Tactical Takeaway #2: Zero Overdose Requires Leadership Support for Safety Planning
Dr. Little's second takeaway defines the specific, concrete actions that make leadership support real rather than rhetorical. It is not enough for leadership to endorse the idea of overdose prevention. The operational commitments that distinguish genuine leadership support from performative endorsement are specific and implementable immediately.

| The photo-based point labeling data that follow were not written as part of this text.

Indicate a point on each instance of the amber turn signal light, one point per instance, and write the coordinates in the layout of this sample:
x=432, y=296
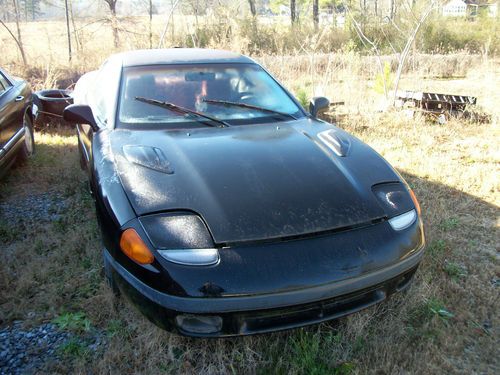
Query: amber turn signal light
x=415, y=202
x=134, y=247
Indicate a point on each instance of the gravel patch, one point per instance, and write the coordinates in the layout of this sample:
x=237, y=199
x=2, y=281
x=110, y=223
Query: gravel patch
x=26, y=351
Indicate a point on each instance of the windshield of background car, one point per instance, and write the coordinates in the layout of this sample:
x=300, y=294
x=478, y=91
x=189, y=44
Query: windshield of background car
x=189, y=86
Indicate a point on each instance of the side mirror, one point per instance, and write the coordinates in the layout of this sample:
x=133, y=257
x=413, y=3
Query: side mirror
x=80, y=114
x=318, y=105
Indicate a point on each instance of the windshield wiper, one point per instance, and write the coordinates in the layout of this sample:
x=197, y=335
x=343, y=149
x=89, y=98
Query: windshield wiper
x=249, y=106
x=179, y=109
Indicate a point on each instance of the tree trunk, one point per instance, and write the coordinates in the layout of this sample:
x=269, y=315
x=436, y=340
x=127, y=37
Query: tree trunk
x=19, y=39
x=253, y=9
x=19, y=45
x=316, y=14
x=114, y=21
x=67, y=29
x=393, y=9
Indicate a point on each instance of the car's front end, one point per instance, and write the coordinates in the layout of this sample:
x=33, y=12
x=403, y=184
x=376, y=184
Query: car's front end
x=264, y=287
x=220, y=251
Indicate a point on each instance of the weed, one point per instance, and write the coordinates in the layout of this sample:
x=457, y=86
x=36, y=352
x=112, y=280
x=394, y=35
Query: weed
x=302, y=97
x=76, y=322
x=116, y=327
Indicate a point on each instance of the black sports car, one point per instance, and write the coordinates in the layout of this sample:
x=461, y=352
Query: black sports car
x=225, y=208
x=16, y=121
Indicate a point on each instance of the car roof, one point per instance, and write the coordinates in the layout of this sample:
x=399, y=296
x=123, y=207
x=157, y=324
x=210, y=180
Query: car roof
x=180, y=56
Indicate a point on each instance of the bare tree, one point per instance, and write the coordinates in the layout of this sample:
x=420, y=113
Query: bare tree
x=253, y=9
x=114, y=21
x=18, y=40
x=150, y=24
x=19, y=44
x=409, y=42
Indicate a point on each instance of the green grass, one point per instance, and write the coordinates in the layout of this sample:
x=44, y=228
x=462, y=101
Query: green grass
x=76, y=322
x=74, y=349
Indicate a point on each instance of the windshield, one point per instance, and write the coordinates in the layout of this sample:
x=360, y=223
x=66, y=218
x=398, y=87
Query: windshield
x=194, y=87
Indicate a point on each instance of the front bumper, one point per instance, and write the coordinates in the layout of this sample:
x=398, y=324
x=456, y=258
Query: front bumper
x=273, y=311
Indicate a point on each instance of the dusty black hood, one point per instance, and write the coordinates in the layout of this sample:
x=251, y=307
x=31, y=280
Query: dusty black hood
x=251, y=182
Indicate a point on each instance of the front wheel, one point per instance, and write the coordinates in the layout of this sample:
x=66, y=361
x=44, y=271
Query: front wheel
x=28, y=146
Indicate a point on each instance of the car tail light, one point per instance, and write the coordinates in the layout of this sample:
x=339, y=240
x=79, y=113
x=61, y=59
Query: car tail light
x=201, y=324
x=403, y=221
x=134, y=247
x=191, y=257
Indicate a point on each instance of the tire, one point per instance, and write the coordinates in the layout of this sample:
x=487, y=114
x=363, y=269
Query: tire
x=28, y=146
x=108, y=274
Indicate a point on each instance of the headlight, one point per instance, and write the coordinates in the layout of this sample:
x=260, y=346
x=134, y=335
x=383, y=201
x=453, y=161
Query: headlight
x=399, y=203
x=191, y=257
x=181, y=238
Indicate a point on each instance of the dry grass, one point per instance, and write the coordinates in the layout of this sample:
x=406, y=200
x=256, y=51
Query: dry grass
x=52, y=267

Dr. Little outlines leadership's role clearly: ensuring overdose safety plans are available as part of new employee onboarding; distributing them when a workplace injury is reported; making them accessible to family members and friends of workers; hosting them on websites and through EAP programs; and verifying that healthcare providers and insurance partners are actively distributing safety plans. For contractors, this means requiring it of subcontractors and building it into overall project safety planning for every build.
WHY IT WORKS
Leadership sets the permission structure for every safety norm in an organization. When overdose safety planning has explicit leadership support, it becomes part of the standard safety culture rather than a stigmatized side conversation. Dr. Little's framework also has a practical accountability structure: if you are contracting with a healthcare provider or insurance company that is not distributing overdose safety plans, that is an actionable gap. Leadership can close it. The Zero Overdose website at zerooverdose.org provides templates, training, and direct support for organizations at every stage of implementation.
ABOUT DR. VIRNA LITTLE
Dr. Virna Little is a distinguished leader in behavioral health integration. She is the co-founder of Concert Health, a behavioral health medical group providing Collaborative Care to organizations across 21 states. Dr. Little is also the Co-Founder and CEO of Zero Overdose, a national nonprofit focused on overdose safety planning to reduce unintentional overdose events and deaths. She has served as a member of the national Zero Suicide faculty and as a consultant who has fostered the development of integrated delivery systems nationally in all 50 states and internationally. Dr. Little holds a Doctoral degree in Psychology and a Master's in Social Work. A nationally and internationally recognized speaker, she has presented on suicide prevention strategies at the White House and has received numerous awards for her work integrating primary care and behavioral health. She serves on multiple boards.